Restaurants downtown edmonton

The examples and perspective in this article may not represent a worldwide view of the subject. A restaurant is a business that prepares and restaurants downtown edmonton food and drinks to customers.

A public eating establishment similar to a restaurant is mentioned in a 512 BC record from Ancient Egypt. It served only one dish, a plate of cereal, wild fowl, and onions. A forerunner of the modern restaurant is the thermopolium, an establishment in Ancient Greece and Ancient Rome that sold and served ready-to-eat food and beverages. In Pompeii, 158 thermopolia with service counters have been identified throughout the town. They were concentrated along the main axis of the town and the public spaces where they were frequented by the locals. The Romans also had the popina, a wine bar which in addition to a variety of wines offered a limited selection of simple foods such as olives, bread, cheese, stews, sausage, and porridge.
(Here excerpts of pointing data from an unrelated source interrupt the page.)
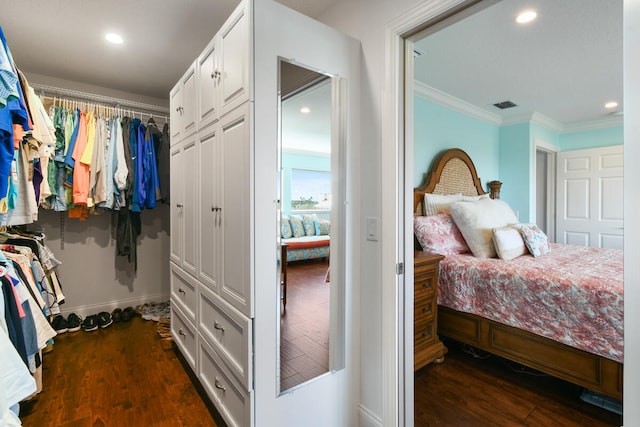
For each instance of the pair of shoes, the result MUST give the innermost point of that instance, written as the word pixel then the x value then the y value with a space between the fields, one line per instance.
pixel 59 324
pixel 104 319
pixel 155 311
pixel 90 323
pixel 116 315
pixel 74 322
pixel 128 314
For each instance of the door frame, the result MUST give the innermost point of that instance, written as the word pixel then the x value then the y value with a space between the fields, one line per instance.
pixel 397 381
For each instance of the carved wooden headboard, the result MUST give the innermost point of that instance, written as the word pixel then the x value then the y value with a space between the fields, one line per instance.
pixel 453 173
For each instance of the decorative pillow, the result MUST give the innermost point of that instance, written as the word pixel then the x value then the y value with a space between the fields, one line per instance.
pixel 476 220
pixel 323 227
pixel 537 242
pixel 285 227
pixel 508 242
pixel 439 203
pixel 309 224
pixel 438 234
pixel 474 198
pixel 297 229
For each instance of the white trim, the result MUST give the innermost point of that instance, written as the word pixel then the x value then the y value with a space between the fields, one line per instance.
pixel 367 418
pixel 436 95
pixel 456 104
pixel 394 241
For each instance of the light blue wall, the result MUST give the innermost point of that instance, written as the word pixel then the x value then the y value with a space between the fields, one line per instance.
pixel 592 138
pixel 438 128
pixel 504 153
pixel 298 160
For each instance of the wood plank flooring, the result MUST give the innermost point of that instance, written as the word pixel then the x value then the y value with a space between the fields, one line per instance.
pixel 304 324
pixel 123 375
pixel 476 392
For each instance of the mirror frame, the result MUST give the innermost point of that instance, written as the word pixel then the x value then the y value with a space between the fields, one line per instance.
pixel 338 216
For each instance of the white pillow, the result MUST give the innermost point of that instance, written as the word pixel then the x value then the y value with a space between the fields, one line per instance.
pixel 435 204
pixel 476 221
pixel 508 242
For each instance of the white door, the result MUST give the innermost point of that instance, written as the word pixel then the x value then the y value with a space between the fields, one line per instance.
pixel 590 197
pixel 331 399
pixel 209 218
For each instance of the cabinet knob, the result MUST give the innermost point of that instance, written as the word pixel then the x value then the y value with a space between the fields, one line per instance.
pixel 219 385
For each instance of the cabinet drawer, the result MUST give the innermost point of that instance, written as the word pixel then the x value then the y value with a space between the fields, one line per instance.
pixel 184 291
pixel 227 331
pixel 233 403
pixel 424 334
pixel 424 309
pixel 424 286
pixel 184 335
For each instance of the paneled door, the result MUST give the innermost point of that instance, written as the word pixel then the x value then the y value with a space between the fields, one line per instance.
pixel 590 197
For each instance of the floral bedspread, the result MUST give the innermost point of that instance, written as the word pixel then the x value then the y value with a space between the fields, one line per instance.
pixel 573 295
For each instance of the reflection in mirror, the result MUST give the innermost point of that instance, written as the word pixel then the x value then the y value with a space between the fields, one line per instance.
pixel 307 225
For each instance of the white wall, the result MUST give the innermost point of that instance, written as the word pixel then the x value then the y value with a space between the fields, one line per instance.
pixel 365 20
pixel 92 276
pixel 631 36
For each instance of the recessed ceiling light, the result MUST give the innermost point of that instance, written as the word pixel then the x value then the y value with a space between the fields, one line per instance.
pixel 113 38
pixel 526 16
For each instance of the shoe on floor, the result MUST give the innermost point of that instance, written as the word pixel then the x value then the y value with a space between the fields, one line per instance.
pixel 116 315
pixel 90 323
pixel 128 314
pixel 104 319
pixel 74 322
pixel 60 324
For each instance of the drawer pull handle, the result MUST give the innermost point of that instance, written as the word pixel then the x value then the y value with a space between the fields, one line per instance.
pixel 219 385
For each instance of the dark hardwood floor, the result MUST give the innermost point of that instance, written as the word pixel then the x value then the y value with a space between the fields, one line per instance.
pixel 467 391
pixel 123 375
pixel 304 324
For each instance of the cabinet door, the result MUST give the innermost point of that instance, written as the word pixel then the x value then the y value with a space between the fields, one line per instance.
pixel 190 206
pixel 234 59
pixel 175 113
pixel 177 205
pixel 189 101
pixel 236 256
pixel 210 206
pixel 208 77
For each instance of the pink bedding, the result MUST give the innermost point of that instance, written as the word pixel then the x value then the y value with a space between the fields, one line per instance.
pixel 573 295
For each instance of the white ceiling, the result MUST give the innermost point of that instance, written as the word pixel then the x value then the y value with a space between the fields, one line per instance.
pixel 564 65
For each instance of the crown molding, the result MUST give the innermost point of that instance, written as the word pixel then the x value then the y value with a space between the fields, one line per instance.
pixel 464 107
pixel 446 100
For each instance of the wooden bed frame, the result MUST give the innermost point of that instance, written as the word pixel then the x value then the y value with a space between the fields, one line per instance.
pixel 454 173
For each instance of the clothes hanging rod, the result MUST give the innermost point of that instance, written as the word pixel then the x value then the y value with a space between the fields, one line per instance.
pixel 90 97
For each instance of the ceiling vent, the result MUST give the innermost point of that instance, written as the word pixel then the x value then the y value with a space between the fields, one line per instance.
pixel 504 104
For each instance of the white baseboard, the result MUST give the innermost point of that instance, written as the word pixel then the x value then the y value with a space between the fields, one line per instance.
pixel 85 310
pixel 368 418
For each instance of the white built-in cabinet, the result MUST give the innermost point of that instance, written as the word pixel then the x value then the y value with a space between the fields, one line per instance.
pixel 224 208
pixel 211 299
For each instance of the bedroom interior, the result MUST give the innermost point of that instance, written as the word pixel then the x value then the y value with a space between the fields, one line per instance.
pixel 440 97
pixel 305 220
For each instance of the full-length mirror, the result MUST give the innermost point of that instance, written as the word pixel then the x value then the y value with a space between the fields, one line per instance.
pixel 310 219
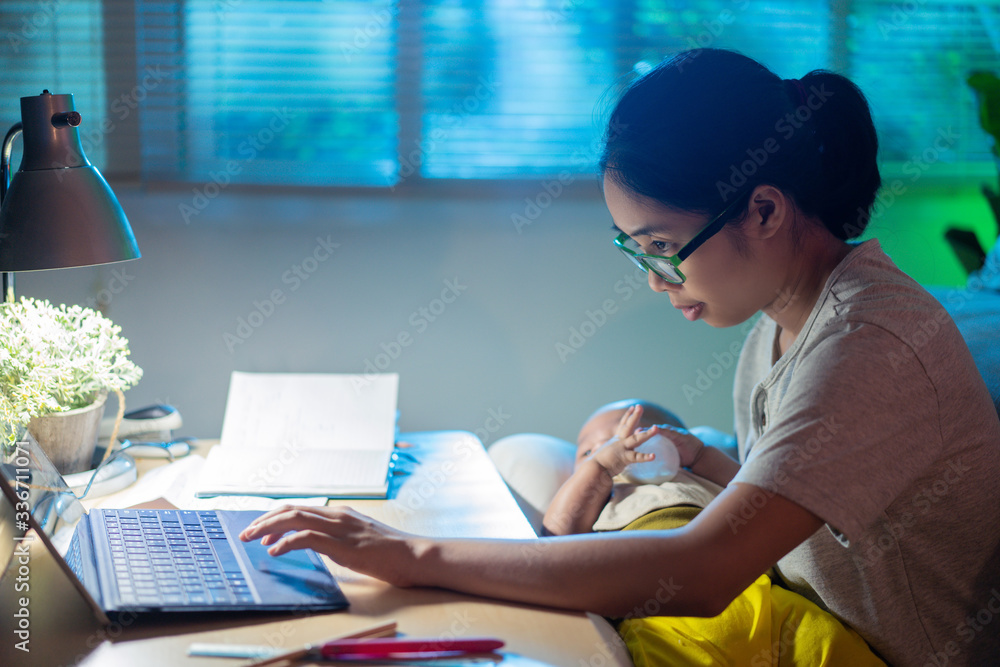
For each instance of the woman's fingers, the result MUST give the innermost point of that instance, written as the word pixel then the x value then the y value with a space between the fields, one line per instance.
pixel 628 422
pixel 271 526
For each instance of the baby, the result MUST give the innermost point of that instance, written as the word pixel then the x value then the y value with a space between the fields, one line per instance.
pixel 598 497
pixel 765 624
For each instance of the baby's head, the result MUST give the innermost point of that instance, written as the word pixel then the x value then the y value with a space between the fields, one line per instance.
pixel 601 426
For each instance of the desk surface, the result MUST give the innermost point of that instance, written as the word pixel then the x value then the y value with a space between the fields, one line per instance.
pixel 446 486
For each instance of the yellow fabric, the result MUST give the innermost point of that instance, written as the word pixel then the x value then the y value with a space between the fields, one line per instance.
pixel 766 625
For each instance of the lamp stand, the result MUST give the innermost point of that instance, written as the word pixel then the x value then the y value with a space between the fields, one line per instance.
pixel 8 148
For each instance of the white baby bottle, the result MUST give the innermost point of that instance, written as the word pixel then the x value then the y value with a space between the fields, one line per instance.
pixel 662 468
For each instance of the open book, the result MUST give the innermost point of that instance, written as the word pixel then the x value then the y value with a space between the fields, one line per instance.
pixel 288 435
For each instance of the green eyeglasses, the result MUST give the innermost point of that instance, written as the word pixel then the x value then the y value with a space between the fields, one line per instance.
pixel 668 267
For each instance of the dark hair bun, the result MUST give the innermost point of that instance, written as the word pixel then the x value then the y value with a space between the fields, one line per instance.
pixel 709 125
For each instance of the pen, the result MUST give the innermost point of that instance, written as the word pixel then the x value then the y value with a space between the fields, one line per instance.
pixel 383 630
pixel 407 645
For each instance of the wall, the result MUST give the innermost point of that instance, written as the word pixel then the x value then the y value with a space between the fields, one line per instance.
pixel 492 328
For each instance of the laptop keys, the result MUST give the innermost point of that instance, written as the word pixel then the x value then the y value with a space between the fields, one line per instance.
pixel 174 559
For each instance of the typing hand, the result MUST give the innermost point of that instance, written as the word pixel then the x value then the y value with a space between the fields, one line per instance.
pixel 344 535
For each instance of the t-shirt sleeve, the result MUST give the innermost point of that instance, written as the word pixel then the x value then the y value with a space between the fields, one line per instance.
pixel 857 424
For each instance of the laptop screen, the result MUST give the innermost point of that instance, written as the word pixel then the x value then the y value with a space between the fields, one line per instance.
pixel 38 488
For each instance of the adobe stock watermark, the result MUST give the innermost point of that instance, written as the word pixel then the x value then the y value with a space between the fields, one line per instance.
pixel 420 320
pixel 20 559
pixel 249 148
pixel 415 492
pixel 901 14
pixel 91 138
pixel 294 277
pixel 595 318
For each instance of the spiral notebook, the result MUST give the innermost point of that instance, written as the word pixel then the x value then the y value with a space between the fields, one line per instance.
pixel 289 435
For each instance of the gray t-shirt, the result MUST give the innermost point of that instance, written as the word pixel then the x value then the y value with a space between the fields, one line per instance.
pixel 877 421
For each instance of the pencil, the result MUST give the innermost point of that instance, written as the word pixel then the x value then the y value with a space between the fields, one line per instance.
pixel 383 630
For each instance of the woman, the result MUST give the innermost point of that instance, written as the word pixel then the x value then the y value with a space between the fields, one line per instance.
pixel 869 444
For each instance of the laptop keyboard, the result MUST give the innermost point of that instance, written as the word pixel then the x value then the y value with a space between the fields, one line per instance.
pixel 171 558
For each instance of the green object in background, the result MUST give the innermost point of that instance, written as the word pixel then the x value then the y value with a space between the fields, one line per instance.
pixel 987 88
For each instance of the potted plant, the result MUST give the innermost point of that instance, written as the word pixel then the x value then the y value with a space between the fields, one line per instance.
pixel 57 365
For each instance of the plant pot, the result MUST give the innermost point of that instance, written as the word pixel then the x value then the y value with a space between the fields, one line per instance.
pixel 69 438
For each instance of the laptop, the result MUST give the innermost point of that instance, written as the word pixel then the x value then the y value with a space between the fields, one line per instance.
pixel 137 561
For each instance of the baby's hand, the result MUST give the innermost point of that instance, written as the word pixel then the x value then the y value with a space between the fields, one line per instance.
pixel 618 452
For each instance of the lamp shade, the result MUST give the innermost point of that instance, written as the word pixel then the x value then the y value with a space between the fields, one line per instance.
pixel 59 212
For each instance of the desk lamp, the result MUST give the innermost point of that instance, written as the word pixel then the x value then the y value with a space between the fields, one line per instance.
pixel 58 211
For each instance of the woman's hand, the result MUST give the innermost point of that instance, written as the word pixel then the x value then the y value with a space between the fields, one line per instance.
pixel 618 452
pixel 347 537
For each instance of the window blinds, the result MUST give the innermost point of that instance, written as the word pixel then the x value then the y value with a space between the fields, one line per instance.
pixel 398 92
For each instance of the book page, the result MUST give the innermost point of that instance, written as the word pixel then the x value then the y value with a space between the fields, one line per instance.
pixel 311 411
pixel 304 434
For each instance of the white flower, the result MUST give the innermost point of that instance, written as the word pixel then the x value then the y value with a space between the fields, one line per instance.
pixel 57 358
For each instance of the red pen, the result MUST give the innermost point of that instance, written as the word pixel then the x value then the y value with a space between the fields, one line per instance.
pixel 409 646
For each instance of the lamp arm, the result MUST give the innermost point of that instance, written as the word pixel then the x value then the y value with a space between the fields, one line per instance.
pixel 8 148
pixel 7 278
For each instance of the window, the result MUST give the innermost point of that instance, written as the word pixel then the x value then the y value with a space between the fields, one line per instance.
pixel 389 93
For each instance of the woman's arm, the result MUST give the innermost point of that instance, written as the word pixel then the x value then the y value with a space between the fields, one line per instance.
pixel 692 571
pixel 714 465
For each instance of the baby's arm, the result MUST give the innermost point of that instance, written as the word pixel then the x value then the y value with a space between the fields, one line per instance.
pixel 580 500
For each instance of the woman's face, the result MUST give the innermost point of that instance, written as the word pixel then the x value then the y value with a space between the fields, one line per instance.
pixel 723 286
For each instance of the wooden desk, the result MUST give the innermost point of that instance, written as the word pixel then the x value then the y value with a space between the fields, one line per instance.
pixel 445 485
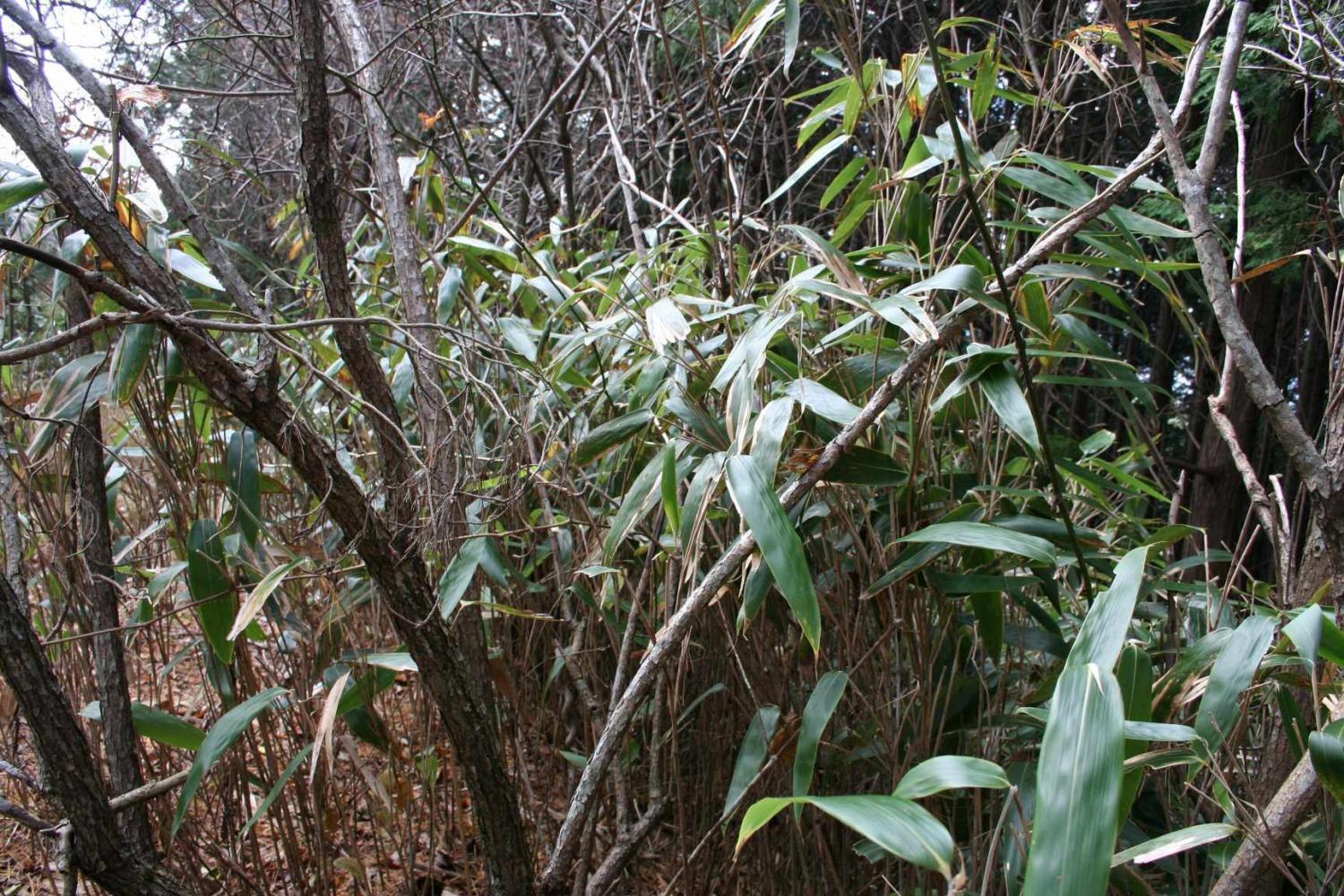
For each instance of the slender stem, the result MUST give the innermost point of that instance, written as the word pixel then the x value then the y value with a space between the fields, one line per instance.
pixel 1005 296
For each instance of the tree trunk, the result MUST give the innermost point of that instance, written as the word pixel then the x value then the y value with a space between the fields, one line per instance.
pixel 94 562
pixel 97 849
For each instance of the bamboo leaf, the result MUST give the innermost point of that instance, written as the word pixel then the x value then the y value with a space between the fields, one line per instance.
pixel 245 482
pixel 752 754
pixel 780 543
pixel 1104 630
pixel 900 826
pixel 949 772
pixel 1000 386
pixel 820 707
pixel 257 599
pixel 983 535
pixel 811 161
pixel 1231 675
pixel 1327 748
pixel 156 724
pixel 263 806
pixel 218 739
pixel 604 438
pixel 210 587
pixel 1077 785
pixel 131 359
pixel 1176 841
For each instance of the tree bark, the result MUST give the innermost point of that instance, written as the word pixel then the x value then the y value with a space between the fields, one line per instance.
pixel 94 540
pixel 97 849
pixel 453 662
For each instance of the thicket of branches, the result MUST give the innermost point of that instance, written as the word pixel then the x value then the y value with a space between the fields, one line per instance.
pixel 672 446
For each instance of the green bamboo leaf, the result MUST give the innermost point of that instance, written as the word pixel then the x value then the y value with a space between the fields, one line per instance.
pixel 75 387
pixel 790 32
pixel 459 575
pixel 752 754
pixel 867 466
pixel 1134 675
pixel 263 806
pixel 983 535
pixel 949 772
pixel 218 739
pixel 245 484
pixel 604 438
pixel 900 826
pixel 699 493
pixel 1000 386
pixel 1102 633
pixel 1305 633
pixel 749 351
pixel 1176 841
pixel 780 543
pixel 1231 675
pixel 639 500
pixel 398 661
pixel 156 724
pixel 824 402
pixel 1327 748
pixel 1078 783
pixel 671 506
pixel 986 77
pixel 820 707
pixel 210 587
pixel 132 358
pixel 811 161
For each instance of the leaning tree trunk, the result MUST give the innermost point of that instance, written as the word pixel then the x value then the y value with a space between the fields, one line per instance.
pixel 97 850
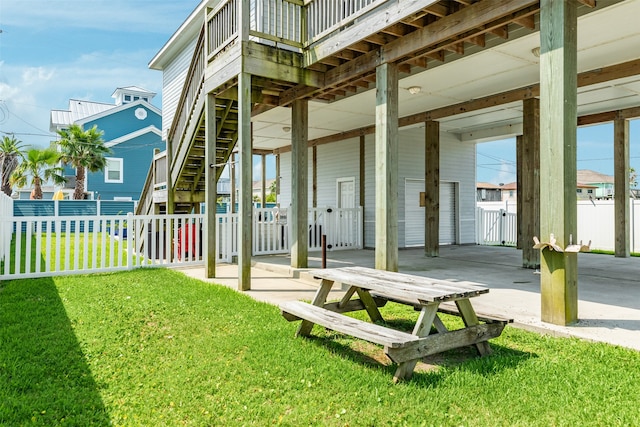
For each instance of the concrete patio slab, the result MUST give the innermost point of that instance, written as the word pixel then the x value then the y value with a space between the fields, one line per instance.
pixel 608 287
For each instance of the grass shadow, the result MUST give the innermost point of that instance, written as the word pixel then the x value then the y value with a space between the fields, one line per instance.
pixel 44 377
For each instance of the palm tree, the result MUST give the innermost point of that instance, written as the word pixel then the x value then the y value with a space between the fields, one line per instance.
pixel 39 166
pixel 85 151
pixel 10 155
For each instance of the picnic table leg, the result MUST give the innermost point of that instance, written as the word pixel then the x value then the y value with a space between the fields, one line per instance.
pixel 321 297
pixel 422 329
pixel 370 305
pixel 470 318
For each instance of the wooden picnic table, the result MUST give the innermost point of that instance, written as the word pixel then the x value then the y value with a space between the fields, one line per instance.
pixel 373 289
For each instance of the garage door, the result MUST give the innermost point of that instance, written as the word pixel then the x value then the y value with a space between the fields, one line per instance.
pixel 414 214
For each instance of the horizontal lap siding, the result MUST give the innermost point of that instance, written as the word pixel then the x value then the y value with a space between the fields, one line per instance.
pixel 173 79
pixel 457 164
pixel 341 160
pixel 337 161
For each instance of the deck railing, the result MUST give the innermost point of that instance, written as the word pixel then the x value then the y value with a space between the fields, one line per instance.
pixel 289 23
pixel 42 246
pixel 188 99
pixel 326 16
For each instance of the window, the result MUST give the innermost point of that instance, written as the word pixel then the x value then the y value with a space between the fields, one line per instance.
pixel 113 171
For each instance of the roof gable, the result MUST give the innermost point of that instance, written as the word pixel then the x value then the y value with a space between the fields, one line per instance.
pixel 133 135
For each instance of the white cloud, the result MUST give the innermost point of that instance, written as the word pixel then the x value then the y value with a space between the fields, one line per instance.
pixel 137 16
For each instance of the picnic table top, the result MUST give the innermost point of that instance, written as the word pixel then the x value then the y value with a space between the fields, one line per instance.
pixel 403 287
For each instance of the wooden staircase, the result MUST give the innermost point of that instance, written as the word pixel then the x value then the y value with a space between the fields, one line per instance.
pixel 186 147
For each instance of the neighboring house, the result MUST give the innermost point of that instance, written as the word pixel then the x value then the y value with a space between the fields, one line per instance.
pixel 487 192
pixel 583 191
pixel 132 130
pixel 602 185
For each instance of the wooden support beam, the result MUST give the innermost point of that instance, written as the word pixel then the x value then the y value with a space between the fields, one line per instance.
pixel 245 208
pixel 211 188
pixel 587 78
pixel 474 16
pixel 234 185
pixel 432 189
pixel 558 119
pixel 362 176
pixel 519 186
pixel 530 212
pixel 299 183
pixel 386 167
pixel 621 185
pixel 263 180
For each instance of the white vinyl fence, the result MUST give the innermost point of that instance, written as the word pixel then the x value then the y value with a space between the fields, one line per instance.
pixel 40 246
pixel 596 223
pixel 6 211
The popinae were known as places for the plebeians of the lower classes of Roman society to socialize. While some were confined to one standing room only, others had tables and stools and a few even had couches. Another early forerunner of the restaurant was the inn. Throughout the ancient world, inns were set up alongside roads to cater to people traveling between cities, offering lodging and food. Meals were typically served at a common table to guests. However, there were no menus or options to choose from.

The Arthashastra references establishments where prepared food was sold in ancient India. One regulation states that “those who trade in cooked rice, liquor, and flesh” are to live in the south of the city. Early eating establishments recognizable as restaurants in the modern sense emerged in Song dynasty China during the 11th and 12th centuries. In large cities, such as Kaifeng and Hangzhou, food catering establishments catered to merchants who travelled between cities. There is a direct correlation between the growth of the restaurant businesses and institutions of theatrical stage drama, gambling and prostitution which served the burgeoning merchant middle class during the Song dynasty.

The people of Hangzhou are very difficult to please. Hundreds of orders are given on all sides: this person wants something hot, another something cold, a third something tepid, a fourth something chilled. The restaurants in Hangzhou also catered to many northern Chinese who had fled south from Kaifeng during the Jurchen invasion of the 1120s, while it is also known that many restaurants were run by families formerly from Kaifeng. In Japan, a restaurant culture emerged in the 16th century out of local tea houses. Tea house owner Sen no Rikyū created the kaiseki multi-course meal tradition, and his grandsons expanded the tradition to include speciality dishes and cutlery which matched the aesthetic of the food. In Europe, inns which offered food and lodgings and taverns where food was served alongside alcoholic beverages were common into the Middle Ages and Renaissance.